ゲーム開始
なんで文頭を一文字スペースにしてるのに反映されないんだ・・・。
恥ずかしい。とんでもなく恥ずかしい。俺以上の勘違い野郎はなかなかいないだろう。告白かと思ってたら、ゲームの誘いだったなんて。
しかも、あのあと交換したメアドを眺めて、ちょっとニヤニヤしてしまう非リア充系男子の自分が自分で気持ち悪い。
「いやいや、あと1時間で稼動開始だ。今はこっちだろ。」
「Another World On-line」では、自分のリアルの姿をベースに、髪の色や瞳の色、身長、体重なんかをカスタマイズできる。

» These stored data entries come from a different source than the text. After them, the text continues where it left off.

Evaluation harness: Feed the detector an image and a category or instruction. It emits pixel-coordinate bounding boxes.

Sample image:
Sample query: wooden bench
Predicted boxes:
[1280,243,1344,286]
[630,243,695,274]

顔を弄ることもできるけど、難しいのと、良く言えば作り物っぽく、悪く言えば整形したっぽい顔になるから、俺は自分ベースでいくつもりだ。
「種族はヒューマンでいいかな。」
種族はヒューマン、エルフ、ドワーフ、魔人の四つだ。
ヒューマンは平均的、エルフは魔力と敏捷特化、ドワーフは体力と腕力特化のキャラだ。
魔人は全ステータスが高い代わりに、レベルが上がりにくくて扱いづらい、おまけにNPCの商店が使えないなどの欠点も多いピーキーなキャラだ。
「クラスはとりあえずレンジャーだな。」
クラスとはいわゆる職業のことで、複数個選択可能だ。各クラスの上限レベルは上級職が10、下級職と中級職は20で、下級職を20レベルにすると中級職のレベル1が選択可能に、中級職をレベル20にすると上級職のレベル1が選択できるようになる。
様々なクラスを、合計100レベルまで、好きに選択できるが、上級職は下級職と中級職選択中しか選択できないし、中級職は下級職選択中しか選択できない。取得自体は無制限なので、たくさん取得しておけば他のメンバーに合わせた選択ができるってわけだ。

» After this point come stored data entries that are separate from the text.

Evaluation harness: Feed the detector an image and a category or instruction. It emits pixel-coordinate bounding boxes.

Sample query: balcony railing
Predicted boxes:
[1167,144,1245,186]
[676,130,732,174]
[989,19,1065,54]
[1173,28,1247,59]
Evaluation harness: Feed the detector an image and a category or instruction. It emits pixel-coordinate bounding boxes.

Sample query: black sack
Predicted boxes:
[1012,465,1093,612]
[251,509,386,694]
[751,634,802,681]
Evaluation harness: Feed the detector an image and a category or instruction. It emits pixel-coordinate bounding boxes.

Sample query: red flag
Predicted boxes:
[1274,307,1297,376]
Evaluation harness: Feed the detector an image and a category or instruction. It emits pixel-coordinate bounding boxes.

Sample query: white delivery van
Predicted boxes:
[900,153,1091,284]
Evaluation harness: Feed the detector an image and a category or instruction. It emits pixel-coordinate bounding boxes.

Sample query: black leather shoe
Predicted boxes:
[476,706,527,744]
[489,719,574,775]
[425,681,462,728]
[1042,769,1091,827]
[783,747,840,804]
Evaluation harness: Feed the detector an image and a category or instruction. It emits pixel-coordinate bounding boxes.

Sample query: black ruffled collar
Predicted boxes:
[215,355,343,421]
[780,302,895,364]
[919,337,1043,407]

ちなみに初期に取得可能なクラスはファイター、レンジャー、ウィザード、プリーストの四つから一つだけで、クラスを取得するには様々な条件があるらしい。中には特殊職や、種族固定職とかいうのもあるらしい。
ちなみにクラスレベルは他人から閲覧不可、種族レベル(普通のゲームのレベルみたいなもの)は他人から閲覧可になっている。
「キャラ名はコージでいいか。ああ、稼動開始が待ち遠しい。」
キャラメイクは送られてきた専用ヘッドギアを、パソコンに繋いでホームページから行う。なんと作り直しや、複数キャラの保持ができず、一つのヘッドギアに一つのデータになっている。
「世の中も進歩したもんだよな。」
ポロリーン、とマヌケな着信音が鳴った。メールの相手は・・・土原だ。
「キャラメイク終わった?私はリムってキャラ名にしました。田中くんは?」
よく考えたら、事前にキャラ名を知らないとゲーム内では連絡のとりようがなかった。名前さえわかれば「メッセージ機能」なるもので連絡がとれるのだ。メールみたいな機能で、運営からのお知らせが届いたりもするらしい。
「俺はコージにしたよ。今から待ち遠しい。」
返信すると、すぐにメールがかえってきた。
「私も待ち遠しくて、ヘッドギアつけてすでにベッドの上です(笑)起動したら眠るみたいな感覚って言われてるけど、どんな感じか楽しみかも。」
眠るみたいな感覚なら、睡眠の代用になるかなって思ったけど、そう都合よくはいかないらしい。「睡眠したことにはなりません」って馬鹿でかい赤字の注意書きがしてあるし。
「そのまま寝ちゃって、ゲームしそこねたりして。」
「うわ、盲点だった。座って待ちます(笑)」
メールしてるうちに稼動開始時間が迫って来た。
「いよいよか、横のスイッチを押して・・・。」
スイッチを押すと、電子音と共に意識が飛んだ。